The Lone fan Whispering to the Players from The Ozone:
Maybe you’re a freshman. Maybe you weren’t feeling the whole Hoth vibe The Campout always seems to have. However you got here, the fact is that you’re stuck squinting at what looks like ants chasing after the last Cheetos Puff, and now you’re just a hungry freshman without Cheetos Puffs. Let’s add a friend to this thrilling mix, shall we? Thank goodness the band is miles away so you can hear this magician in his element; this whispering wizard is the ace up Izzo’s Nike-sponsored sleeve. His soft coos are barely audible three feet from his lips, but an enthusiastic fist pump after a successful play proves he’s the brains of the operation. We haven’t seen puppeteering this good since ‘NSync’s “Bye Bye Bye” music video, and that was really something. In reality he is pulling the entire team, and it’s time we showed him a little respect.
That Guy in a Bear Suit:
A bear in the Bres; now who wouldn’t want to hear that story? Was his father Yogi, or was he bitten by a radioactive bear? Word on the street is he can climb trees just like a bear, he drinks water out of the Grand River, and he sometimes eats fish. Wow! If there’s not a heart of gold in there, we don’t know what there is! Probably a deep, burning desire to end forest fires. Or a less flammable desire.
WARNING: Don’t mention the Berenstain Bears. He hates that shit, and will go to his grave saying, “That Brother Bear is a candy-ass.”

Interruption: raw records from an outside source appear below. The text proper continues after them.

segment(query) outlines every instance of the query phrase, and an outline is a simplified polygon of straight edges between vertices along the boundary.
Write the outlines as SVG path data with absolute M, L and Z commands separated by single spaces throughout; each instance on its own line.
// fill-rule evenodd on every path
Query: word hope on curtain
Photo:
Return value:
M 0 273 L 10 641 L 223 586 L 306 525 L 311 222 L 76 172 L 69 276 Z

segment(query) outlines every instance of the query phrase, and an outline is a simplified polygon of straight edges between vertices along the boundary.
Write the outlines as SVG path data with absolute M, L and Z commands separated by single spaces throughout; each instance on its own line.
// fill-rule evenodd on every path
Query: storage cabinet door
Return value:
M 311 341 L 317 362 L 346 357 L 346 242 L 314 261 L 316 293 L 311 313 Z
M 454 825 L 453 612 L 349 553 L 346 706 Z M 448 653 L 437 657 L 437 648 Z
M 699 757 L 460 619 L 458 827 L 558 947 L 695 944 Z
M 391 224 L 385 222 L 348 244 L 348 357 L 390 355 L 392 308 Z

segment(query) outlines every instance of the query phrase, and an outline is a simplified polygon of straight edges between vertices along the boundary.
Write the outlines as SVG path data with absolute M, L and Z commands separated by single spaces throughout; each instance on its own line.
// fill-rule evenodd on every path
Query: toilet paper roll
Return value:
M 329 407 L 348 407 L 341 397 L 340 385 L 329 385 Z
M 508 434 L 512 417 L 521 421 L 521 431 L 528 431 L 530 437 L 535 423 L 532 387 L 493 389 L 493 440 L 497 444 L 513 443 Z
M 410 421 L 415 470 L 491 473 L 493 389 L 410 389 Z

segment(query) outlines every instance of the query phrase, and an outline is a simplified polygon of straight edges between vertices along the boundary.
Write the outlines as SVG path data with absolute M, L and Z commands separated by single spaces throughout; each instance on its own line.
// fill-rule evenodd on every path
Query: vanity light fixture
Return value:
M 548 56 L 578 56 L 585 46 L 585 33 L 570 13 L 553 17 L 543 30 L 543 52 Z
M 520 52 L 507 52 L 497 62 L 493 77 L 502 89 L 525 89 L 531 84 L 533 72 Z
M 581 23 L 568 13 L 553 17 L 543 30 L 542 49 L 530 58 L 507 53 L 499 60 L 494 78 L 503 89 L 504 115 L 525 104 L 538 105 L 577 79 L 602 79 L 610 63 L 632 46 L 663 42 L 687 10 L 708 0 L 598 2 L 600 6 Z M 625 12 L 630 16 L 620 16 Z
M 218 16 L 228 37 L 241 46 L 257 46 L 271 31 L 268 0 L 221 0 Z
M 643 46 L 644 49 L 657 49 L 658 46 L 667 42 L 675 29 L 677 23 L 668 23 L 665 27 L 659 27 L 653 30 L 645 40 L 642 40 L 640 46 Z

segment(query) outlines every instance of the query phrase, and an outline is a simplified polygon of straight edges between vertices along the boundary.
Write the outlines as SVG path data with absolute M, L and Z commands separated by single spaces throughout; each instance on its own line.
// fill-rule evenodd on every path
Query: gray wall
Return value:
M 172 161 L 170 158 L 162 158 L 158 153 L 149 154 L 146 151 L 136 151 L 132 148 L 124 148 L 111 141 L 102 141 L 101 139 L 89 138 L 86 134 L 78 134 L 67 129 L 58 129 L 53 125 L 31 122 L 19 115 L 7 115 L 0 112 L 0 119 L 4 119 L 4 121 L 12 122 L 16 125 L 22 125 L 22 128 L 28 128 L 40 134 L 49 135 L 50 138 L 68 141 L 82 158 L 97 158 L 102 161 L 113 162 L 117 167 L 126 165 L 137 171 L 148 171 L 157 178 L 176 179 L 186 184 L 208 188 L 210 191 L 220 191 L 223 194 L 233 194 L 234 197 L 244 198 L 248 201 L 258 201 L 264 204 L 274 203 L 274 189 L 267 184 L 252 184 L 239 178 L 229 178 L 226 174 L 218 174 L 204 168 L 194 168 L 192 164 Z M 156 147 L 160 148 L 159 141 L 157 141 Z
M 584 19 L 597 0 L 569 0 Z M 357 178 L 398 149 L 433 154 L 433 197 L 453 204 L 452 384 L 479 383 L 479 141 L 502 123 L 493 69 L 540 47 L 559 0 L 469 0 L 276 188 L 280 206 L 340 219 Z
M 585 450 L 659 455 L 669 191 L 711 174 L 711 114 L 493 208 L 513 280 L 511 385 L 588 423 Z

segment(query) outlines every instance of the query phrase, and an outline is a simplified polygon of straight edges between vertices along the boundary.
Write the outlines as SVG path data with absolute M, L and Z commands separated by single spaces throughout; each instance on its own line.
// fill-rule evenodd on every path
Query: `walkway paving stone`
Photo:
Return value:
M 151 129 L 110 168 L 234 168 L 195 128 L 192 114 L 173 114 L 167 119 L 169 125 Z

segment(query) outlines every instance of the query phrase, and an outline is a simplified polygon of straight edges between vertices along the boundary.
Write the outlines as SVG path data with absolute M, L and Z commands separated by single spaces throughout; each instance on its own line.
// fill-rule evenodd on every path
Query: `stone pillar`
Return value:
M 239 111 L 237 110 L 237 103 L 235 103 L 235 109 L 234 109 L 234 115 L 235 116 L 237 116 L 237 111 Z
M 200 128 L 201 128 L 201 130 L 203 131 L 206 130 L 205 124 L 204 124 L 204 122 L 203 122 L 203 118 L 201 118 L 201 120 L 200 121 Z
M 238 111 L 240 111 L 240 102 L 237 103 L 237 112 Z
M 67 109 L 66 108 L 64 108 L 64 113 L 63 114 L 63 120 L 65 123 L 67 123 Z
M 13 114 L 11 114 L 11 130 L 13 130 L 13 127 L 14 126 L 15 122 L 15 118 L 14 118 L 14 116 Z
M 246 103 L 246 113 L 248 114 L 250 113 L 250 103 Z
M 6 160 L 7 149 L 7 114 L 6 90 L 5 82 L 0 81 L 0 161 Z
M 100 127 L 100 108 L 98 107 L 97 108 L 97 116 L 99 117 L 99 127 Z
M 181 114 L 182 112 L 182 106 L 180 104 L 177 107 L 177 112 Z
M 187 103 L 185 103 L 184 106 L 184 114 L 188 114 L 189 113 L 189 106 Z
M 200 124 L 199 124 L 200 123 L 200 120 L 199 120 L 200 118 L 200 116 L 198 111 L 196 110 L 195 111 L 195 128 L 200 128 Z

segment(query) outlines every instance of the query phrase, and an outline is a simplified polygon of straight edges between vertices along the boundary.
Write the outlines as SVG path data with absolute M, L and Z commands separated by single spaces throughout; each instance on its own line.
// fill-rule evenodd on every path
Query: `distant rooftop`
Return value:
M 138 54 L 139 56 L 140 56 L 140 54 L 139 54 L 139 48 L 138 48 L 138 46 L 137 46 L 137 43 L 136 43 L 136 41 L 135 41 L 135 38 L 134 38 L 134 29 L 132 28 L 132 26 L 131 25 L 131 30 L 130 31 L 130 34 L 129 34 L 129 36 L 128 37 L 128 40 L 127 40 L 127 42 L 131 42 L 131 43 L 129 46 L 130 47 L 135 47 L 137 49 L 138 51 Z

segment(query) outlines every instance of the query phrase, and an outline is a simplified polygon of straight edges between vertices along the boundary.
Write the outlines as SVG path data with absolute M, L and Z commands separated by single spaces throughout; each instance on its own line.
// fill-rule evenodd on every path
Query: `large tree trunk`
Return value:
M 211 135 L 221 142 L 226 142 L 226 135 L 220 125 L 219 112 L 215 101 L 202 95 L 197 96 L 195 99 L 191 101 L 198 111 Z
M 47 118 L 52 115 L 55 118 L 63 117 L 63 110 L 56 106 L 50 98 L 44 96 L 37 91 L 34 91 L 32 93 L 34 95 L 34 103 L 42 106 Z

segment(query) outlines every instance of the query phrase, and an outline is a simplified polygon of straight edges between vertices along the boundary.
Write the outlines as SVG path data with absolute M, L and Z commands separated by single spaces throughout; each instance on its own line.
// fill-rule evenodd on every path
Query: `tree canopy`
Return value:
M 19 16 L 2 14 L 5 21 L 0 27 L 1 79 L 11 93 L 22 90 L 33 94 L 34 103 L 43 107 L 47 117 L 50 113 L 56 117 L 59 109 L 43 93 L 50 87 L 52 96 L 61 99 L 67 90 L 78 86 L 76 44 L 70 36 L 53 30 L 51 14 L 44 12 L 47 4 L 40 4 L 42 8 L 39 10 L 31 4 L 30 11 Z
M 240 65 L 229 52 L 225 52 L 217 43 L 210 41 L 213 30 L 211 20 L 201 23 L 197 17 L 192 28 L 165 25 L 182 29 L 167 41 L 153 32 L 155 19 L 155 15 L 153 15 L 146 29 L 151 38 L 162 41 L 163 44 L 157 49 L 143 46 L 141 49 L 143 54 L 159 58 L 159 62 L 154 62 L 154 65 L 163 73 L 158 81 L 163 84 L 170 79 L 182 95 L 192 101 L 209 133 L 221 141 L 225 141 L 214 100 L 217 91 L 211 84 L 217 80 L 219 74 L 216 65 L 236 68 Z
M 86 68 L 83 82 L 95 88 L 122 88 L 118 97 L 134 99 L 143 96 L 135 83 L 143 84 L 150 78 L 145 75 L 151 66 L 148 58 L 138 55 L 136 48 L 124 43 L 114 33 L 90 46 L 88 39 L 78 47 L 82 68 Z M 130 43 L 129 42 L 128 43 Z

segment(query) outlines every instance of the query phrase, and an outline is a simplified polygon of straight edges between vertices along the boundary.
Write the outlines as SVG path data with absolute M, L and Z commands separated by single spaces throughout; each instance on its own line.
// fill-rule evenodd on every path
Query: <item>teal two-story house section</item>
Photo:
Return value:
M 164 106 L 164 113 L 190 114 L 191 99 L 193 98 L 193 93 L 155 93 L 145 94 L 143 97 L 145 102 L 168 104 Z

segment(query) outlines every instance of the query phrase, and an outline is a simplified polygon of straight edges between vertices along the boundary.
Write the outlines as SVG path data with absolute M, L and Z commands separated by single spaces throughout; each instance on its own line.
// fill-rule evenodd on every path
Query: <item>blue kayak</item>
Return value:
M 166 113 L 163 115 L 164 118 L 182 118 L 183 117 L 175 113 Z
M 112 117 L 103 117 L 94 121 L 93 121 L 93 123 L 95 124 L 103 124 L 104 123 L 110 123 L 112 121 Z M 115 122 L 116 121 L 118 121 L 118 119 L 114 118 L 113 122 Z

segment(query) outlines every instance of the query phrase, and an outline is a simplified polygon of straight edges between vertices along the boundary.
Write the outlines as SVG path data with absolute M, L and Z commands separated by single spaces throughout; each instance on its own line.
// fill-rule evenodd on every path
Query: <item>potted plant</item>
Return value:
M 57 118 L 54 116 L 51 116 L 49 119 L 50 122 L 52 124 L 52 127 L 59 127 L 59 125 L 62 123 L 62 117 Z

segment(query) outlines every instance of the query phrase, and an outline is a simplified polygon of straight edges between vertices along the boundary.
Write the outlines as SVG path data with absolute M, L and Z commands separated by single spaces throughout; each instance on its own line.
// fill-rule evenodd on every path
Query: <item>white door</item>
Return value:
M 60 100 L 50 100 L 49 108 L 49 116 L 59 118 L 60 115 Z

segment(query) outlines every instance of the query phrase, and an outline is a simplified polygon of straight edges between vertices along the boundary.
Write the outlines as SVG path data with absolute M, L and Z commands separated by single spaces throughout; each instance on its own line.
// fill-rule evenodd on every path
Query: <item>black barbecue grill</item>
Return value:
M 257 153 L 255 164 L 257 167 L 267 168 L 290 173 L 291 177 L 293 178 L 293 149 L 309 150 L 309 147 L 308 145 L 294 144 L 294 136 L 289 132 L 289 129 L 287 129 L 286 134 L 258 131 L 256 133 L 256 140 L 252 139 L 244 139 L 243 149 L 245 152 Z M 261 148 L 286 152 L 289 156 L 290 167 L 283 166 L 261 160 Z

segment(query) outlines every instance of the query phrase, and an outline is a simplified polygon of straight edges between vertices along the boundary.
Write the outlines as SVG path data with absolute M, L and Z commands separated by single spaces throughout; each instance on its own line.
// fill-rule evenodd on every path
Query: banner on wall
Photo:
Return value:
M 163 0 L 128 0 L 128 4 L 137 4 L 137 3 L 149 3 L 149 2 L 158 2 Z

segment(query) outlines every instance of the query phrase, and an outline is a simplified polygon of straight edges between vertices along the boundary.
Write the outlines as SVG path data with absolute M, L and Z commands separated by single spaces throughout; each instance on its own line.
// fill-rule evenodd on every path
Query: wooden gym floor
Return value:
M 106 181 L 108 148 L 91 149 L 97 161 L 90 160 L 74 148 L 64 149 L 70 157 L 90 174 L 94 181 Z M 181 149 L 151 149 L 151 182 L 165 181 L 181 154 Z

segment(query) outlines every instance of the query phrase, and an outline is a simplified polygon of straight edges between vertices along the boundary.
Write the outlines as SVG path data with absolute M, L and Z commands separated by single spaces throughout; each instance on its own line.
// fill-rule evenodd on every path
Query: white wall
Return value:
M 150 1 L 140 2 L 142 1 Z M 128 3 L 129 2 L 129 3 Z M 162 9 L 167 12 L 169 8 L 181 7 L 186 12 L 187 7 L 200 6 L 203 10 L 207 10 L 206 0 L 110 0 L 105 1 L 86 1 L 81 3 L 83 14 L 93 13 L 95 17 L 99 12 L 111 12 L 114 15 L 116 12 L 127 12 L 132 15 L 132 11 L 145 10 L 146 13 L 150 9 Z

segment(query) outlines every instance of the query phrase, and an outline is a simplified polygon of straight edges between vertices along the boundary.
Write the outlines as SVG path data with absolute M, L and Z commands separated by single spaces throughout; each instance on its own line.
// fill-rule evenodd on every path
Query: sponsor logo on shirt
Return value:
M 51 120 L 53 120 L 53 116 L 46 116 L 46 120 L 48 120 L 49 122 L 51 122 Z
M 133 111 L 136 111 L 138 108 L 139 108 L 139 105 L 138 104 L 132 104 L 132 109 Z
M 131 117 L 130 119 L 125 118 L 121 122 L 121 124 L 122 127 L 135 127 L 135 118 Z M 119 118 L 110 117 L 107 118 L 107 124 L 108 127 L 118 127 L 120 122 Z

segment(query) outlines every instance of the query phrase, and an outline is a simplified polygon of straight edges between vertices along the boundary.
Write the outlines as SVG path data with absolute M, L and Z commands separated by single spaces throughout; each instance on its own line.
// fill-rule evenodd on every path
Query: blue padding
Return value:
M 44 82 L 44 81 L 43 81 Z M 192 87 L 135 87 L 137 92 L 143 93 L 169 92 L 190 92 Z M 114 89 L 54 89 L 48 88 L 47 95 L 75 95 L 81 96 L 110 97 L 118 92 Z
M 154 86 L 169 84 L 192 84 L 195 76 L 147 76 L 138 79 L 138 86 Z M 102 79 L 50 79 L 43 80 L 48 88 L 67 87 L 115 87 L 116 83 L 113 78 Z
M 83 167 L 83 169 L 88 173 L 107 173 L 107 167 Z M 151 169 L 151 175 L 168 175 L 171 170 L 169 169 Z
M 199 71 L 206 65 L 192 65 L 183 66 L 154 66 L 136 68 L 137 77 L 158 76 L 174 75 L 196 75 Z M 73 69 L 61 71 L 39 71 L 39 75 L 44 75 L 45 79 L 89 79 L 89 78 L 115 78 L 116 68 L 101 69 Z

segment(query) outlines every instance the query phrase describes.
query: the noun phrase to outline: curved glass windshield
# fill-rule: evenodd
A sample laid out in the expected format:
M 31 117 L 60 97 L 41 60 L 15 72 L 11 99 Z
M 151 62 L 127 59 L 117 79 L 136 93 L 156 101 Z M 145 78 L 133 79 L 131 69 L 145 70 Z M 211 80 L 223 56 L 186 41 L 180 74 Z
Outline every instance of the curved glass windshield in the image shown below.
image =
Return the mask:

Whoever Puts Down those Brown Paper Bags before the Game:
A true Samaritan. Who is this mystery man? Does he hide in the shadows during the game, eating a lunch he carried here cradled in his arms since all the brown paper bags were used to honor the beloved, tall man’s game? Nah, he doesn’t waste time brown bagging it, he’s gotta keep it fresh with that Tupperware. He’s probably got mom’s spaghetti up the wazoo, and not the projectile Eminem kind. If you want a brown banana, you can carry your sorry ass elsewhere. As Humphrey Bogart once said, “I think this non-moldy food is the beginning of a beautiful friendship.”
What a social butterfly. This fella loves interaction, and is a real item for the lads and lasses; they can’t keep their hands off him. This guy knows how to score, is not too huge on traveling, but he’ll pretty much roll with anything. He likes to make stupid jokes like he’s “having a ball,” but once that comedic cover deflates, you really get to see what brought Tom Hanks and Wilson together.
Snatch up these one-of-a-kind compadres while they’re hot; we’re sure you’ll be burning couches together in no time! Happy Hunting!